Second, characterizing Australians with a broad sweep of the brush as having a “unique laid-back attitude” as evidenced by a couple of phrases is stereotyping to an unforgivable degree in a newspaper column. That kind of attitude toward Australians might have been understandable when Crocodile Dundee first hit cinemas, but I think we’ve all grown up since then, haven’t we?

Third, despite living and traveling throughout Australia during my first 29 years of life, I have never heard of a man being a “Bruce.” And “Sheila” was dropped from common use a couple of decades ago because of pressure from feminists who felt it had derogatory connotations, which it did. Anybody using these phrases in Australia these days would be an anachronism at best, and offensive at worst.

Fourth, to suggest that most of us Australians are living in a state of regret as we lack patriotism?
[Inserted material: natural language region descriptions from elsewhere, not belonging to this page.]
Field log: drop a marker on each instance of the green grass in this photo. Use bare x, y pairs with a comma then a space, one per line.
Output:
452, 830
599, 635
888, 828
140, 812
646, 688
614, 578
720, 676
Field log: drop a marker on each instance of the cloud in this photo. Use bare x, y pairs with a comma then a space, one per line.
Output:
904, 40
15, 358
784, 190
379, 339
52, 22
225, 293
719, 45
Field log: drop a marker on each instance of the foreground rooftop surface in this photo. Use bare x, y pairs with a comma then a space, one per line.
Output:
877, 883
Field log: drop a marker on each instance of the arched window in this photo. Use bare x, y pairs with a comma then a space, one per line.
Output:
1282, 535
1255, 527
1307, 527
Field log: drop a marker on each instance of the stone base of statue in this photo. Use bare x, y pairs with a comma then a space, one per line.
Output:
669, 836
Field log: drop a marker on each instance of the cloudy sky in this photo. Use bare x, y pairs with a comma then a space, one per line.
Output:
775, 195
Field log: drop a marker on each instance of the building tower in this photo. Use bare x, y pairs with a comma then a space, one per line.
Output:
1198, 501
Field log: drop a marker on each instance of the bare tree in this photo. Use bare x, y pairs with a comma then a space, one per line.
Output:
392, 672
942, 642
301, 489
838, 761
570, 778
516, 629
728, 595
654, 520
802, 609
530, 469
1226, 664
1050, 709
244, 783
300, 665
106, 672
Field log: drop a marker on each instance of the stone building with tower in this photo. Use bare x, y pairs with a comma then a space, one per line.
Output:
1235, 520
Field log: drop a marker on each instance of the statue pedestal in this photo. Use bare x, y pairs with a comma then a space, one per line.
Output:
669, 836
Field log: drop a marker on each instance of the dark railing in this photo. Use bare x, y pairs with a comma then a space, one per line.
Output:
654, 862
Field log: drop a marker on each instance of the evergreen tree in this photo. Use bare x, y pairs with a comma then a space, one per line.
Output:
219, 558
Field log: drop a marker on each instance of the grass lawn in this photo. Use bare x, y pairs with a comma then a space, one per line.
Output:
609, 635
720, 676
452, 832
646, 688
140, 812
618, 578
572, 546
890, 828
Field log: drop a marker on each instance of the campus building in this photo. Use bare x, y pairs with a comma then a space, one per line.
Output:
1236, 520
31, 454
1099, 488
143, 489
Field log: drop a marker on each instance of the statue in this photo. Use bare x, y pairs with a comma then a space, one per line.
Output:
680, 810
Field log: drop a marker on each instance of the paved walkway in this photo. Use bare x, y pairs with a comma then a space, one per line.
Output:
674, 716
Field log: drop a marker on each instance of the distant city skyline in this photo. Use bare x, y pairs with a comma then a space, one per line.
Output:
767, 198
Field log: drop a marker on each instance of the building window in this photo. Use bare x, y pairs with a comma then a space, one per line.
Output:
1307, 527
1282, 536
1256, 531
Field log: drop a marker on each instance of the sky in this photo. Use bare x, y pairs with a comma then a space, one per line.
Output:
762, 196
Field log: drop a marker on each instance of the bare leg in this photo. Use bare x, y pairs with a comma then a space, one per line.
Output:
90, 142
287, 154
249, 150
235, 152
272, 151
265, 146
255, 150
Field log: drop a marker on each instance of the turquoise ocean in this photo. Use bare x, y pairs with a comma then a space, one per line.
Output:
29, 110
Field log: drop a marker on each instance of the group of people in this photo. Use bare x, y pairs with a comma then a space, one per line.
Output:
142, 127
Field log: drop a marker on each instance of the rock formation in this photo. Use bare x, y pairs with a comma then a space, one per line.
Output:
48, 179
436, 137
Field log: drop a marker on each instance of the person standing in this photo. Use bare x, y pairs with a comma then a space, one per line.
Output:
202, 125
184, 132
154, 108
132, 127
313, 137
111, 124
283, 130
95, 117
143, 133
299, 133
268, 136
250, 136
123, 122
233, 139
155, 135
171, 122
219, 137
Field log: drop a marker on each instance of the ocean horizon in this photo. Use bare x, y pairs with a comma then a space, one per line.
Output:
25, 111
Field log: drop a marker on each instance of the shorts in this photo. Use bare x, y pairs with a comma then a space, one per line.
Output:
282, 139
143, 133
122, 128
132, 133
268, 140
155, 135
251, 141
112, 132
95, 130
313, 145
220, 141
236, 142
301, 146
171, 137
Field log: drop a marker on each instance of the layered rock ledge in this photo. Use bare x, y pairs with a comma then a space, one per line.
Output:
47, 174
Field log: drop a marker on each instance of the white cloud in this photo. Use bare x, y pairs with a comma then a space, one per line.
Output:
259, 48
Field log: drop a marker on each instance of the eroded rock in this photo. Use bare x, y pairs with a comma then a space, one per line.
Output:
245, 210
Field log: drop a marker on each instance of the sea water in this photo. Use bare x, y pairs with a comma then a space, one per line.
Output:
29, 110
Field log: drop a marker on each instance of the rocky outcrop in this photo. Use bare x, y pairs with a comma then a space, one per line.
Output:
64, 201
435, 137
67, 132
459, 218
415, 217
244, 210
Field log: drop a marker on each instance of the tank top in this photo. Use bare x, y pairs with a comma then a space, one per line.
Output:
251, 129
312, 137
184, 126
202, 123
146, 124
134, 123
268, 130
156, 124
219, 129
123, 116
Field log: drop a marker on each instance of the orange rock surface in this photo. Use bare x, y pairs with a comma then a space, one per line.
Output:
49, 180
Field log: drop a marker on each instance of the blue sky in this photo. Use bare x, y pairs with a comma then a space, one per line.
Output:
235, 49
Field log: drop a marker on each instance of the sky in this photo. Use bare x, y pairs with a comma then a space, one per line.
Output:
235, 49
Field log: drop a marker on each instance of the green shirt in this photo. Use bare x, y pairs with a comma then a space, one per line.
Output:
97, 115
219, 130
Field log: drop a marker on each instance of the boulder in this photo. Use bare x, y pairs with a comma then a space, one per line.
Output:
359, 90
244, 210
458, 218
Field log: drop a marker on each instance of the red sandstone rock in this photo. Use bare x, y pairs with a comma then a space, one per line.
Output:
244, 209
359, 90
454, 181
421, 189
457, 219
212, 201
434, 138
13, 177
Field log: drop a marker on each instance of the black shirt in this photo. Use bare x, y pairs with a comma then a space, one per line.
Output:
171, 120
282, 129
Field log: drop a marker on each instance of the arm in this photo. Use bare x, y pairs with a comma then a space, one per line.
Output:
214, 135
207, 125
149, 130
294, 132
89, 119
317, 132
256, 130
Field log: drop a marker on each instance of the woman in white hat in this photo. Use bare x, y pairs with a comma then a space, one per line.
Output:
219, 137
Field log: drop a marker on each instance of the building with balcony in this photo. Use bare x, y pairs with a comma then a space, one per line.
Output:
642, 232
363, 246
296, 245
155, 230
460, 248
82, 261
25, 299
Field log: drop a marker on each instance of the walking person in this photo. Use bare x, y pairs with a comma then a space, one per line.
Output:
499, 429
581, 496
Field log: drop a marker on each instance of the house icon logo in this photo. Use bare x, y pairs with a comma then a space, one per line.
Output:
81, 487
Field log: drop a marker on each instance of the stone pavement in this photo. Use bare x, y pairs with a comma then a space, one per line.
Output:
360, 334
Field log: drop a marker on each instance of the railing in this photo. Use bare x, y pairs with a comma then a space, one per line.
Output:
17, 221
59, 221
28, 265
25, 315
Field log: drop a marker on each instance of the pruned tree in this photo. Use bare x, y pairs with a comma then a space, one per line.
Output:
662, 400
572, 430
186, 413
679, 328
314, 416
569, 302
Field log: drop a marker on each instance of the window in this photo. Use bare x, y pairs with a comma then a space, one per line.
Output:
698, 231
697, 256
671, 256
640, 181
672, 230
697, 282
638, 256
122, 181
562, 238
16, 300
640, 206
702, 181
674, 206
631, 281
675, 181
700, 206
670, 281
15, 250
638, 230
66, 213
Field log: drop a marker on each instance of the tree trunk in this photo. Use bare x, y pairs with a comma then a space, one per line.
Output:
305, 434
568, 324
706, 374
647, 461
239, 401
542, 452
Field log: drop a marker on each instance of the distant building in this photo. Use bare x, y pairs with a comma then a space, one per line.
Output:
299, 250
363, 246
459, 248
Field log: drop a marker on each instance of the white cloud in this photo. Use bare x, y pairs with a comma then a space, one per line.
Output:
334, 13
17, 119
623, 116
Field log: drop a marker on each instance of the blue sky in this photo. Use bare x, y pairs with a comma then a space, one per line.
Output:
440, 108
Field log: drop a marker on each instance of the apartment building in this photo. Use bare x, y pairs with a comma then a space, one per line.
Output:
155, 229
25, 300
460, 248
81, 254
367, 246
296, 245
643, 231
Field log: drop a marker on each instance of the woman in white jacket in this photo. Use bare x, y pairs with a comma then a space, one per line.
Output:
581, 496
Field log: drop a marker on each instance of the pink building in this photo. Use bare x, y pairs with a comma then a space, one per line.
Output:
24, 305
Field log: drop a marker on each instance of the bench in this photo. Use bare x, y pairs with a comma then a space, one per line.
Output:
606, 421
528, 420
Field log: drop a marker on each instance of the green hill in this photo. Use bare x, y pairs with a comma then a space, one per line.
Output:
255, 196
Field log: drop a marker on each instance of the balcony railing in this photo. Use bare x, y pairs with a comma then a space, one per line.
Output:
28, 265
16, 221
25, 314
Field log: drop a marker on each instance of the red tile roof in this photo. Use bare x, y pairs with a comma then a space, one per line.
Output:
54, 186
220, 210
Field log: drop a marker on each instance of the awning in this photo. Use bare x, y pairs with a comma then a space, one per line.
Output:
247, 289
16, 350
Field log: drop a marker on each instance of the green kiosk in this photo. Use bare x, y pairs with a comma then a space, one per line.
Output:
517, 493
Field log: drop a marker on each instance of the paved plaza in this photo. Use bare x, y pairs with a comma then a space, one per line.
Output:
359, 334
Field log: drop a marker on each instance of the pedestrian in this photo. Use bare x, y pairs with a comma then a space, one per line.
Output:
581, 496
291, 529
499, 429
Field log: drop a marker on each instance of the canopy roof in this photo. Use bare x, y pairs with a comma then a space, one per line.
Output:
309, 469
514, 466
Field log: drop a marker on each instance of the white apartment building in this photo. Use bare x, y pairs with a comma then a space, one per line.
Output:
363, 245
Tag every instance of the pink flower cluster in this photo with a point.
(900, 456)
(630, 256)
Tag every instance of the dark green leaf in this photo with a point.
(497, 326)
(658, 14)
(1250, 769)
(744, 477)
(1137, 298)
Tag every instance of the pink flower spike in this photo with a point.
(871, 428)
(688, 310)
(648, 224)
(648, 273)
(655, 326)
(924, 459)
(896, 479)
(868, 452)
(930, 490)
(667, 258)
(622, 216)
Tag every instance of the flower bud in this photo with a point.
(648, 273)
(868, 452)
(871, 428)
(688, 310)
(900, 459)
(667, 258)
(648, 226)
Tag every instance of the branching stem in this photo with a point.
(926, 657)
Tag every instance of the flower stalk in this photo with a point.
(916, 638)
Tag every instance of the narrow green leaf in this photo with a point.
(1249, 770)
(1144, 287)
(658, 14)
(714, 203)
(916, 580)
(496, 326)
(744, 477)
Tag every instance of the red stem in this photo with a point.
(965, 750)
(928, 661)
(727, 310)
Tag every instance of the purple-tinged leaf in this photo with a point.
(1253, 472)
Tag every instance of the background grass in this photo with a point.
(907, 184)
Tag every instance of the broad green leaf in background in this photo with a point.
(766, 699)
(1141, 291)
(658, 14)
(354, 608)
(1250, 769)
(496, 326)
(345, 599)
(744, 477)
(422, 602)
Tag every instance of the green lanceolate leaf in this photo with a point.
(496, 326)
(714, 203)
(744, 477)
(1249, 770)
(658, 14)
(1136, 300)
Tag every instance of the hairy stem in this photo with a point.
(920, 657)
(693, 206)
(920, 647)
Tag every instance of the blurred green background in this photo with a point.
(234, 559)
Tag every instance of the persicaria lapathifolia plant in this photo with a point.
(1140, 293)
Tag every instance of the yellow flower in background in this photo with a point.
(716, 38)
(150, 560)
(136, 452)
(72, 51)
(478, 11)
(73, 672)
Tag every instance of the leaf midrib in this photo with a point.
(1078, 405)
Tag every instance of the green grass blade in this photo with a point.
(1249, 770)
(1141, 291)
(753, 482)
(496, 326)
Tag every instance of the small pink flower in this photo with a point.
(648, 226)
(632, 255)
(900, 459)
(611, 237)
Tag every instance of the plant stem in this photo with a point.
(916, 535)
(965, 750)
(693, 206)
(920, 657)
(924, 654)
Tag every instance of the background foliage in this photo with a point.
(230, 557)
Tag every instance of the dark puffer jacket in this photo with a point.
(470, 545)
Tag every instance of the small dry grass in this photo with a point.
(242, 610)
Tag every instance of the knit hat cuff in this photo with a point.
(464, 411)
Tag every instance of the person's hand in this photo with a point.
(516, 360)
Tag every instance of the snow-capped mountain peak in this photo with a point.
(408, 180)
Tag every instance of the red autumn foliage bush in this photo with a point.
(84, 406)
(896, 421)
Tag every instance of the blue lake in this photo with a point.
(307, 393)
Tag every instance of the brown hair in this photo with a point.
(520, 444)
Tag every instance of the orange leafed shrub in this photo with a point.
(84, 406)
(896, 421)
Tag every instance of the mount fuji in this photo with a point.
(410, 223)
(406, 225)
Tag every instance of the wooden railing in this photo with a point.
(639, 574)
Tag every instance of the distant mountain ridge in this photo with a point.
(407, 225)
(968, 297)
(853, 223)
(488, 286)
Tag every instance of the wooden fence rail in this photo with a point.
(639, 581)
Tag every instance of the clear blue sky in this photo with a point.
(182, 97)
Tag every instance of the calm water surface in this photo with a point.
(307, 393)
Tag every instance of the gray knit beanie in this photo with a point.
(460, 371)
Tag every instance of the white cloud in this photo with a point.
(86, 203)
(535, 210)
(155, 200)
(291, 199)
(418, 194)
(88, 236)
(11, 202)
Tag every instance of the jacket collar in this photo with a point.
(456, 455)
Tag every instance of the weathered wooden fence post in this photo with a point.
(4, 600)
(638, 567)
That point is so far beyond nonsense it’s almost unbelievable to read it in print, and does not deserve the dignity of a response.

The second part of Mr. Coffee’s column degenerates into the kind of chest-beating nationalism that has earned America a bad name internationally in recent years. His list of 12 positive features of America (however spurious some of them sound, and my American wife also found some of them extremely subjective, to be honest) as evidence of its inherent superiority is like asking students to grade their own papers. As a teacher of 10 years, I would be amused to see the results.

Why not be balanced and make a list of five great things about America and five areas that desperately need improvement if America is to shine once again as one great country among many great countries?

For example, let’s take an example from an issue everybody is concerned about: healthcare. America ranks No. 37 in the world in terms of healthcare; France ranks No. 1 and Australia 32nd. Despite what some conservatives say, the U.S. is not No. 1 in healthcare by any measure.

Admitting so doesn’t make one unpatriotic. It makes one rational. And the first step toward making America first in healthcare won’t come about until people like Mr. Coffee stop beating their chests, take off their blinders and “Proud to be American” T-shirts long enough to have an honest look around them. And I mean have an honest look around the international community and America’s standing in it. I could be wrong, but I suspect that’s what President Obama was doing. To call him “clueless” for doing so is a bit harsh, don’t you think?

Having lived in Asia, Oceania, the Middle East and currently Hawaii, I feel that a little less unflinching patriotism and a little more rational, considered reflection of American foreign policy would help us all get along on this planet we all share. It might just save some lives, too.